Under the former law, 18 U.S.C. § 4205, the maximum term or terms for the purpose of telling when the retaking warrant must have issued was the full length of the sentence from the date of its imposition by the Court, without any good time or any other allowances. However, the provision of the section which disallowed from the time of imprisonment the time when the prisoner was on parole, also extended the maximum term by the amount of street time. Lavendera v. Taylor, 234 F. Supp. 703, 704 (D.Kan.1964), affirmed, 347 F.2d 989, 10 Cir. By applying that reasoning to the instant case, the maximum term of the petitioner was extended to 1981 when he was returned to federal custody as a parole violator in 1971.

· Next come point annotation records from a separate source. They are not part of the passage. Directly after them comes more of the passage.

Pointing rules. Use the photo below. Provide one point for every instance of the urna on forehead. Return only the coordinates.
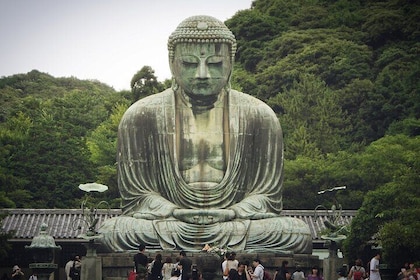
(201, 29)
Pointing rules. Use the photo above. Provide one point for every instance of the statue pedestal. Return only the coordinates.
(43, 270)
(209, 265)
(332, 263)
(91, 263)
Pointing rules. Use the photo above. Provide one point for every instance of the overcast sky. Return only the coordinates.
(105, 40)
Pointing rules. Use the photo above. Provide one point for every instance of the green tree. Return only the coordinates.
(393, 171)
(145, 83)
(311, 117)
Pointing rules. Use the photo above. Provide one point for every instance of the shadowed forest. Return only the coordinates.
(343, 77)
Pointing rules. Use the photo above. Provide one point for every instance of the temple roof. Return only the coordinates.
(66, 224)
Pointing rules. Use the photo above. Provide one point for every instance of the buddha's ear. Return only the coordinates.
(171, 66)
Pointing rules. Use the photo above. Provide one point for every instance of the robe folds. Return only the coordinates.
(152, 187)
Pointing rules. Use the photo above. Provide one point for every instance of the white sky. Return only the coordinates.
(105, 40)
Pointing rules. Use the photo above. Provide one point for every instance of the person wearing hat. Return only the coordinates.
(17, 274)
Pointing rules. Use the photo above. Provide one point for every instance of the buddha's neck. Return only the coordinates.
(198, 108)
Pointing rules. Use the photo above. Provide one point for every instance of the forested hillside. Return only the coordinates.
(343, 77)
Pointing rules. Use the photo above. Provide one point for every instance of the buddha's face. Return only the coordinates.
(202, 70)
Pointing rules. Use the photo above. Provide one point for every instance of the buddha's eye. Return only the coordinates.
(189, 61)
(215, 60)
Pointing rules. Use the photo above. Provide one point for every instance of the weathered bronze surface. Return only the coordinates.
(201, 163)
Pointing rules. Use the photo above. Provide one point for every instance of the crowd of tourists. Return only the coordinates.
(182, 268)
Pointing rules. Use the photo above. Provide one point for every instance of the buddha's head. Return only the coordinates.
(201, 55)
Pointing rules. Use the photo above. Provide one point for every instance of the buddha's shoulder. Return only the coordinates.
(152, 102)
(245, 100)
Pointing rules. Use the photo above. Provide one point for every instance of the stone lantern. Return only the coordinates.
(43, 249)
(91, 264)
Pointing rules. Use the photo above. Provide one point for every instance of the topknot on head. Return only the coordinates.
(201, 29)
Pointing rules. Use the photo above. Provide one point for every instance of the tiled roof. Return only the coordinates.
(63, 224)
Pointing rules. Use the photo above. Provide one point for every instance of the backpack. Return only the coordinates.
(74, 272)
(357, 273)
(267, 275)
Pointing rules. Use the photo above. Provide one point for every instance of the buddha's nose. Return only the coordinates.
(202, 71)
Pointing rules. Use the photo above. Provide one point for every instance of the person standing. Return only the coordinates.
(229, 263)
(167, 268)
(315, 274)
(298, 274)
(357, 272)
(185, 266)
(75, 262)
(156, 270)
(258, 273)
(374, 268)
(17, 274)
(282, 272)
(140, 262)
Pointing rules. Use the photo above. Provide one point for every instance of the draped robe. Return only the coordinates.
(151, 184)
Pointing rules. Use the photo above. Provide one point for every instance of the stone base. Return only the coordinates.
(116, 266)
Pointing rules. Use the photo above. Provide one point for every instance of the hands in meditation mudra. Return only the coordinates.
(201, 163)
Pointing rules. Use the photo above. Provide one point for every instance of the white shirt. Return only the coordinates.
(374, 269)
(259, 272)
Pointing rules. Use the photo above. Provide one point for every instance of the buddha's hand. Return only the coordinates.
(204, 216)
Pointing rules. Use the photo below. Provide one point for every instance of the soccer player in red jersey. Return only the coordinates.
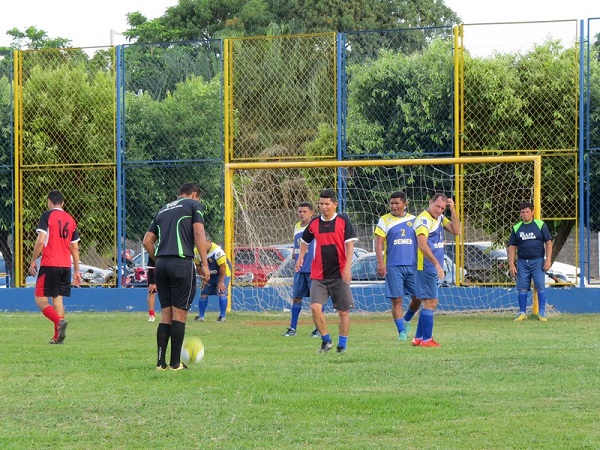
(58, 243)
(330, 269)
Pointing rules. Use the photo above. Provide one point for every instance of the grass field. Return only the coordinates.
(495, 384)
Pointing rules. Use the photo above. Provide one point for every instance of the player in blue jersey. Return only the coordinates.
(218, 283)
(395, 243)
(429, 228)
(301, 284)
(530, 240)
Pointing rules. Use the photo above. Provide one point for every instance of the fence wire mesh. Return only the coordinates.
(399, 89)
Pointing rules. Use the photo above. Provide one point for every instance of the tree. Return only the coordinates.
(205, 19)
(34, 39)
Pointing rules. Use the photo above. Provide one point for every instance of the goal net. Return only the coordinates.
(262, 199)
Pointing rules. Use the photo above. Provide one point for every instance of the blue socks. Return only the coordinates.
(409, 315)
(542, 302)
(296, 308)
(399, 324)
(223, 306)
(522, 296)
(202, 305)
(426, 323)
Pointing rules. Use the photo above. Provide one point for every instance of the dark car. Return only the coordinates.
(482, 263)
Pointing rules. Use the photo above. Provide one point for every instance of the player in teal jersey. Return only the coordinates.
(429, 228)
(532, 240)
(395, 247)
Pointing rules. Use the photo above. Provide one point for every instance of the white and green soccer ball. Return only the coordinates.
(192, 351)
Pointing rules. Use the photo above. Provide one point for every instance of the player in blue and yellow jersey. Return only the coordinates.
(218, 283)
(429, 228)
(301, 284)
(395, 247)
(532, 240)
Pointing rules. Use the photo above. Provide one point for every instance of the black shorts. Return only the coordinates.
(53, 282)
(175, 281)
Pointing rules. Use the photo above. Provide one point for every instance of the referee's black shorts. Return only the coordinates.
(175, 281)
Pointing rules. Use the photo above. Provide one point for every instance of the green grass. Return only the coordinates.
(494, 384)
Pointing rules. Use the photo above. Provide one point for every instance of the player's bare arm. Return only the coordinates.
(347, 273)
(200, 240)
(379, 240)
(74, 247)
(427, 253)
(301, 252)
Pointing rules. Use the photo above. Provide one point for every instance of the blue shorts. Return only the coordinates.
(211, 288)
(400, 281)
(427, 284)
(529, 270)
(301, 286)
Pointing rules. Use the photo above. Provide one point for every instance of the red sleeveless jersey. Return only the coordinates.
(61, 230)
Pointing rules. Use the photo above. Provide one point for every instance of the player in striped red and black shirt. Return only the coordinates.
(330, 270)
(57, 242)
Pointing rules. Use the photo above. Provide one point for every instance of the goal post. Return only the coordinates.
(261, 200)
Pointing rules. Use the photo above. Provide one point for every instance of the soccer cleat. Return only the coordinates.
(181, 366)
(407, 327)
(62, 331)
(430, 343)
(520, 317)
(325, 347)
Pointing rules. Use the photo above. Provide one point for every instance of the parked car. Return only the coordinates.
(260, 262)
(90, 276)
(487, 264)
(364, 269)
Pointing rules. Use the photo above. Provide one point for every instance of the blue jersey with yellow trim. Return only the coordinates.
(308, 257)
(434, 230)
(400, 239)
(215, 256)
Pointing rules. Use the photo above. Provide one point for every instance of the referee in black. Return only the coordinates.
(170, 242)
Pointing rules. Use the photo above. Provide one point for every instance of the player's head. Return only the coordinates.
(437, 205)
(398, 203)
(304, 211)
(526, 211)
(328, 203)
(55, 198)
(191, 190)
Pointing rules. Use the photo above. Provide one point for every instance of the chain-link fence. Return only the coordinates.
(66, 121)
(119, 153)
(6, 169)
(281, 97)
(398, 89)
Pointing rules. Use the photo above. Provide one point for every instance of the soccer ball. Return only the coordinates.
(192, 351)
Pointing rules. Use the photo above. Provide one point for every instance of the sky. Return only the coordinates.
(89, 24)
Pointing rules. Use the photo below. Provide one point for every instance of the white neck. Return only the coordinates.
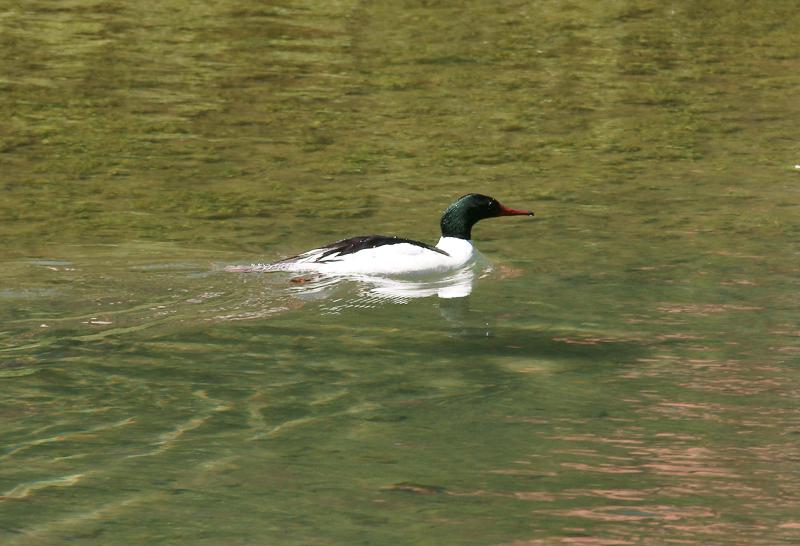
(460, 250)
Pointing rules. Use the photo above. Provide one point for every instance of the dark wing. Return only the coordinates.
(330, 252)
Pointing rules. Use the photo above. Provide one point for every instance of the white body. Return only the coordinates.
(391, 259)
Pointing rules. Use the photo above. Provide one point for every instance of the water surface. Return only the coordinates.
(626, 373)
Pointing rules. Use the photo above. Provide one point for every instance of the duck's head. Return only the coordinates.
(458, 218)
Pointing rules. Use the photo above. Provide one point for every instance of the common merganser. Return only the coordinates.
(383, 255)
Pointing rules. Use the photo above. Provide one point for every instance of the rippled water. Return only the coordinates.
(627, 370)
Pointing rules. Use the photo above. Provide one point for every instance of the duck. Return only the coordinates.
(391, 255)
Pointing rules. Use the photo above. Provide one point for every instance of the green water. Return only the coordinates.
(628, 373)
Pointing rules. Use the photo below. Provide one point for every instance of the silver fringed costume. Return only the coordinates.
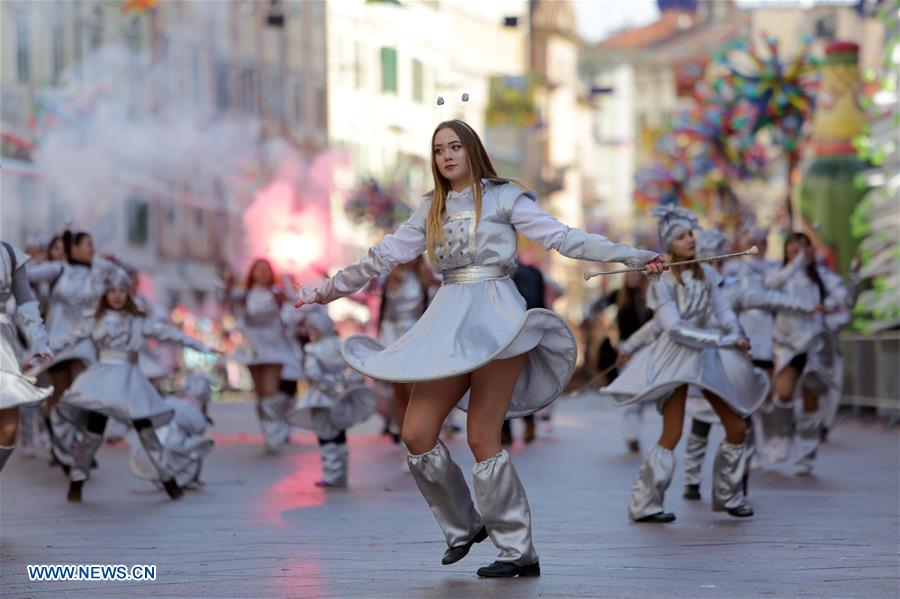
(264, 339)
(336, 400)
(694, 331)
(75, 289)
(811, 341)
(114, 385)
(184, 441)
(15, 388)
(699, 330)
(476, 316)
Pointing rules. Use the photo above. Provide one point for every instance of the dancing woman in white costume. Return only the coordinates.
(702, 345)
(15, 389)
(475, 346)
(266, 350)
(804, 343)
(114, 386)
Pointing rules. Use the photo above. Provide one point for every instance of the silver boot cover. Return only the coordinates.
(335, 463)
(505, 510)
(272, 411)
(442, 484)
(5, 452)
(728, 476)
(694, 455)
(84, 456)
(807, 438)
(654, 477)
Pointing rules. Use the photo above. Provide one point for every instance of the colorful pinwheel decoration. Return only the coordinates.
(379, 206)
(782, 93)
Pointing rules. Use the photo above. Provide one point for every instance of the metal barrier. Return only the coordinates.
(872, 372)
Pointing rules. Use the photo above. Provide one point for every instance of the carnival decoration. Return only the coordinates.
(781, 92)
(828, 189)
(377, 206)
(874, 221)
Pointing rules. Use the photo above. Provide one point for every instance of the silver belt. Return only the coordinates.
(114, 356)
(474, 274)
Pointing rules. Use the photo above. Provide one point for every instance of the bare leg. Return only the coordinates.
(9, 423)
(492, 387)
(428, 407)
(673, 419)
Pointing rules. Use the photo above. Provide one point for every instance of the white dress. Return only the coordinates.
(810, 334)
(74, 293)
(15, 389)
(477, 315)
(184, 442)
(264, 337)
(114, 385)
(690, 349)
(337, 397)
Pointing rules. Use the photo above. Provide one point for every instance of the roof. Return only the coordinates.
(669, 24)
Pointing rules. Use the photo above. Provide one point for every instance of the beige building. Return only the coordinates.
(193, 84)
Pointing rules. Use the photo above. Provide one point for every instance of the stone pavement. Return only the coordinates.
(260, 529)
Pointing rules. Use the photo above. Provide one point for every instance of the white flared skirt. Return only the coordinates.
(119, 391)
(15, 388)
(467, 326)
(656, 371)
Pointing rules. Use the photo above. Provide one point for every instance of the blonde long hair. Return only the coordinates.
(480, 167)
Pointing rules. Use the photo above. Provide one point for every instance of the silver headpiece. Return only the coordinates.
(711, 242)
(197, 385)
(673, 220)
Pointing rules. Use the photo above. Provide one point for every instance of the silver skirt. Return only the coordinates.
(468, 325)
(15, 389)
(117, 390)
(656, 371)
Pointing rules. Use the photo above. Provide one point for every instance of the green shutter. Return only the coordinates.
(389, 70)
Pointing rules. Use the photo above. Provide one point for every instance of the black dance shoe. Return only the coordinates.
(744, 511)
(660, 518)
(172, 489)
(74, 495)
(454, 554)
(508, 570)
(691, 492)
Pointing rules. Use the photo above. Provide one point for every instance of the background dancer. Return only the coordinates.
(266, 350)
(114, 387)
(337, 397)
(804, 355)
(16, 390)
(691, 310)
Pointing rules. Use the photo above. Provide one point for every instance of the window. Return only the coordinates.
(23, 62)
(222, 85)
(389, 70)
(358, 68)
(138, 216)
(418, 81)
(57, 53)
(298, 98)
(95, 28)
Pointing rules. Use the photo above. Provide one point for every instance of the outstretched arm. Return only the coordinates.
(537, 225)
(405, 244)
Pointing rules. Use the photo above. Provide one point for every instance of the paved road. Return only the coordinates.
(260, 529)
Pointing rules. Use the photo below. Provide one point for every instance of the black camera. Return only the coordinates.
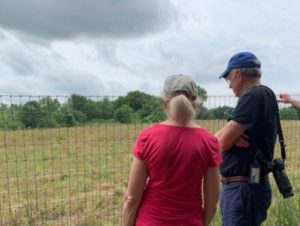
(281, 179)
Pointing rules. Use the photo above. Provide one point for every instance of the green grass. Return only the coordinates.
(78, 175)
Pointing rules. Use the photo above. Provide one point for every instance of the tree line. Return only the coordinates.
(136, 106)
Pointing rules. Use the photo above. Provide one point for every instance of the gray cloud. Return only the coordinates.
(64, 19)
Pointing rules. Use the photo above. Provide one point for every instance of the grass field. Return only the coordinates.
(78, 175)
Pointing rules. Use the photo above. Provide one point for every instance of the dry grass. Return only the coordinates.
(77, 176)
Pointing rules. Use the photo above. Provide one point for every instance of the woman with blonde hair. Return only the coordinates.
(174, 177)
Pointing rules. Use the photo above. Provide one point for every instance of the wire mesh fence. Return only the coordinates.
(64, 160)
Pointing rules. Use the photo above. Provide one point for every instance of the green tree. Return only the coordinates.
(202, 94)
(124, 114)
(288, 113)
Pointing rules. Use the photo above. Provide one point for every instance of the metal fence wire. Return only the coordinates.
(64, 160)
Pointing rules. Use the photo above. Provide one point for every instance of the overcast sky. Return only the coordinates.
(110, 47)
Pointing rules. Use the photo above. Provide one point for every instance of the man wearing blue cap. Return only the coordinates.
(247, 142)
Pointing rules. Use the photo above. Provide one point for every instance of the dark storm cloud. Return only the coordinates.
(66, 19)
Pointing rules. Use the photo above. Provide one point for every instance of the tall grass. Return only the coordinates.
(78, 175)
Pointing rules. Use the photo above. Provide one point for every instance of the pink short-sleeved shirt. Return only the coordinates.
(176, 159)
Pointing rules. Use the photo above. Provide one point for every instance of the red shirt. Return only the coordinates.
(176, 159)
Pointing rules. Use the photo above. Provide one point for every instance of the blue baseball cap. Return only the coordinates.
(241, 60)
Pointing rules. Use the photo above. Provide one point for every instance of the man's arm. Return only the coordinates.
(230, 134)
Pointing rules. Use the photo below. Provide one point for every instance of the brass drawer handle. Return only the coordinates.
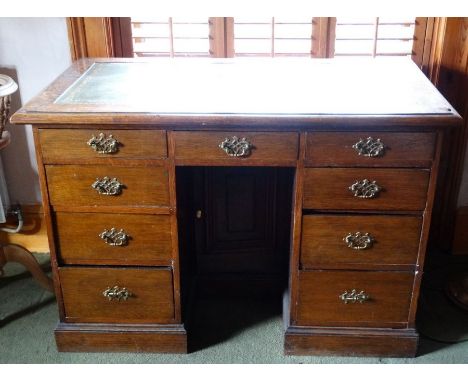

In Daniels v. Farkas, Warden, 417 F. Supp. 793 (C.D.Cal.1976), the Court considered whether the current § 4210(b) should be applied retroactively. The Court held it should not in a fact situation where the petitioner's parole revocation hearing had been conducted on 13 May 1976. The Court noted the inequity of its ruling; however, the Court also recognized that a habeas corpus proceeding is not a "purely equitable" one. Implicit in the Court's ruling was a recognition of the fact that the maximum term of the petitioner's original sentence has been extended by a prior parole and that the Parole Commission did not automatically lose all jurisdiction over the prisoner on the effective date of § 4210(b).
18 U.S.C. § 4210(a), which also became effective 14 May 1976, provides:
A parolee shall remain in the legal custody and under the control of the Attorney General, until the expiration of the maximum term or terms for which such parolee was sentenced.
Because the maximum term of the petitioner in this case was reestablished in 1971 to a date in 1981, the Parole Commission did not lose jurisdiction of the petitioner on 14 May 1976, the effective date of 18 U.S.C. § 4210(b). That jurisdiction included the right to revoke the parole status that existed on the effective date of the statute.
IT IS THEREFORE ORDERED that the Petition for a Writ of Habeas Corpus is hereby denied.